When it comes to forecast and previsional, one very basic approach which can do the trick is to use the CAGR, Compound Annual Growth Rate. CAGR is an important concept when it comes to make a sales forecast. CAGR allows to understand pretty quickly what is the general growth trend of any metric.
The CAGR formula on Excel
CAGR fomula on Excel is pretty straightforward to compute. Imagine that you have the following table and want to understand what has been the average growth rate observed between all these years:
Period | Year | Value |
0 | 2015 | 100 |
1 | 2016 | 150 |
2 | 2017 | 210 |
3 | 2018 | 360 |
4 | 2019 | 380 |
5 | 2020 | 399 |
You have 6 values and 5 periods in the example above with as you can see different year over year growth rate.
To get the CAGR between 2015 and 2020, enter the following formula in Excel:
= (399/100)^(1/5) - 1 = 31.8% on average.
The theoretical formula to use on Excel is : = (end value / start value)^(1 / number of period) - 1
Why using the CAGR?
Using the Compound annual growth rate is good in the following use cases:
You need to understand the long trend growth rate. When you have multiple period and year to cover with different year over year or month over month growth rates, you might want just to assess the long term growth rate. What has been the average growth rate observed between the first period and the very last one. Using CAGR can help understanding the underlying trend.

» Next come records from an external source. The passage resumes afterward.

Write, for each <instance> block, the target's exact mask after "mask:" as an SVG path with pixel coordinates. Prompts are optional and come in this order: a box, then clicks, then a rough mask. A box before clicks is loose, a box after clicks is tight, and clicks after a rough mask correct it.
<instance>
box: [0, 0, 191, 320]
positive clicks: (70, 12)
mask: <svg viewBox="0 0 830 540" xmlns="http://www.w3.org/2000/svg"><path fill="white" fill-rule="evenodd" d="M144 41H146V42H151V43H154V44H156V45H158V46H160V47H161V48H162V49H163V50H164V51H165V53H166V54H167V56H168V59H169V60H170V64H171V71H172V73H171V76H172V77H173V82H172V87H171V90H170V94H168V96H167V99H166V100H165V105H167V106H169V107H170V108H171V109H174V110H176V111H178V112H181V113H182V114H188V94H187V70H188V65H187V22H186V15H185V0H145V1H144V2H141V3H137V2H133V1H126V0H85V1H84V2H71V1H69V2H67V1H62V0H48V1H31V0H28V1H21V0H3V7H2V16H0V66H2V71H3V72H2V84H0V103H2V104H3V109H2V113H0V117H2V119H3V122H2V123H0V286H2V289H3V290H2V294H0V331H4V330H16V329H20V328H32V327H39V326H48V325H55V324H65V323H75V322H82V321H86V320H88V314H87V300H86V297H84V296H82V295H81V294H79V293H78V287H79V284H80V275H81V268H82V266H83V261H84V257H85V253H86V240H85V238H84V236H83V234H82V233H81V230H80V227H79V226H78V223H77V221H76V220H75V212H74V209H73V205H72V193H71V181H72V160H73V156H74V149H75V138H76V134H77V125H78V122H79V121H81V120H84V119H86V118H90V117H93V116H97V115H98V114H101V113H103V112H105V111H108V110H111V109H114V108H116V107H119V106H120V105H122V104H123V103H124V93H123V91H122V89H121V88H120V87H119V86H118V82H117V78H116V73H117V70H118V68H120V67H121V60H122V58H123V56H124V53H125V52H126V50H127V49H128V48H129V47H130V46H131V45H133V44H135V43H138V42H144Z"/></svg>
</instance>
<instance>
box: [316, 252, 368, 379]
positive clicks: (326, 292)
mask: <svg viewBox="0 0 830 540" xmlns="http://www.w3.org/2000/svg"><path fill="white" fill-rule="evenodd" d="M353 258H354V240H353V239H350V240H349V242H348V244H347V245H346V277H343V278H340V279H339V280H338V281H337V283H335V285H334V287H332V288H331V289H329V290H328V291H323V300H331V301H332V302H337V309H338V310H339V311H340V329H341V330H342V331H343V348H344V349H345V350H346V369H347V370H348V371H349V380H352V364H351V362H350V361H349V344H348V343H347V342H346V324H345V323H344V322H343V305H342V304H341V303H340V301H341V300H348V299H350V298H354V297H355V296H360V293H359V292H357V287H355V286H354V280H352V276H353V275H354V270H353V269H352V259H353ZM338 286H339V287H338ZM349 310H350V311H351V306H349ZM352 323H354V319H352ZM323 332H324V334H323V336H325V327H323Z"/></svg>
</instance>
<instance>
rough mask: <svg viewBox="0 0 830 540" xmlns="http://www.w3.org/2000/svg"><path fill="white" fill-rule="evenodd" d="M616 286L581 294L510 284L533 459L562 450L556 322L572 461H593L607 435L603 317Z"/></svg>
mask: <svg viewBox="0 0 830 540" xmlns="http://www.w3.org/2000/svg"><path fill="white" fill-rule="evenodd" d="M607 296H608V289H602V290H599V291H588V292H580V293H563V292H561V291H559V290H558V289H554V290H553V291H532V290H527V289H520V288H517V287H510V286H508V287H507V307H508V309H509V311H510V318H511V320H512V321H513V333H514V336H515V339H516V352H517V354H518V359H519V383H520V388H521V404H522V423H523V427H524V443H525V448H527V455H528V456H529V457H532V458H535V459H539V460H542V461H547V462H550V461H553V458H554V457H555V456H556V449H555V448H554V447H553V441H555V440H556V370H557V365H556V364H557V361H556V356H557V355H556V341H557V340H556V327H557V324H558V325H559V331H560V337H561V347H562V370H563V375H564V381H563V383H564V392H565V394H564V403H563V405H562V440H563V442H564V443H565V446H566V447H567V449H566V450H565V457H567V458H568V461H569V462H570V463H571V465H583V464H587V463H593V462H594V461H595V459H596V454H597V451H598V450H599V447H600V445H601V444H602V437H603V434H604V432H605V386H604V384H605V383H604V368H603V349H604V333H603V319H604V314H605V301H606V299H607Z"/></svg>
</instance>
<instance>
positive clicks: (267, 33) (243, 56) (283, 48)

You don't have much other information to build a forecast. Sometimes, you need to build quickly a forecast, predict what the sales activity will be. A quick back of the envelope calculation. You might not have a thousands of data points at your disposal to start forecasting. Using the CAGR is then a good way to perform a quick forecast.
The variation between the years are not huge, meaning the plotted growth curve is pretty linear - hence using the CAGR is fairly accurate. If one year, the growth observed is +30%, then you have +4%, then +16% and -8%, using a CAGR might not be the best approach. The volatility observed between two growth periods is too high for the CAGR to be a good predictive tool. Having such variations in the growth rate means that either the dataset you're trying to forecast is too small to get a pattern emerged or that there are a few of very business activity drivers behind your performance, which are hard by essence to predict.
You don't have much time to invest to deepen the forecast analysis and the CAGR will just be fine for your to use something quickly.
You don't need to use a statistical approach to buid a forecast. Sometimes, you don't need to use a bazooka to hunt bees. A simple reliable method will be ok.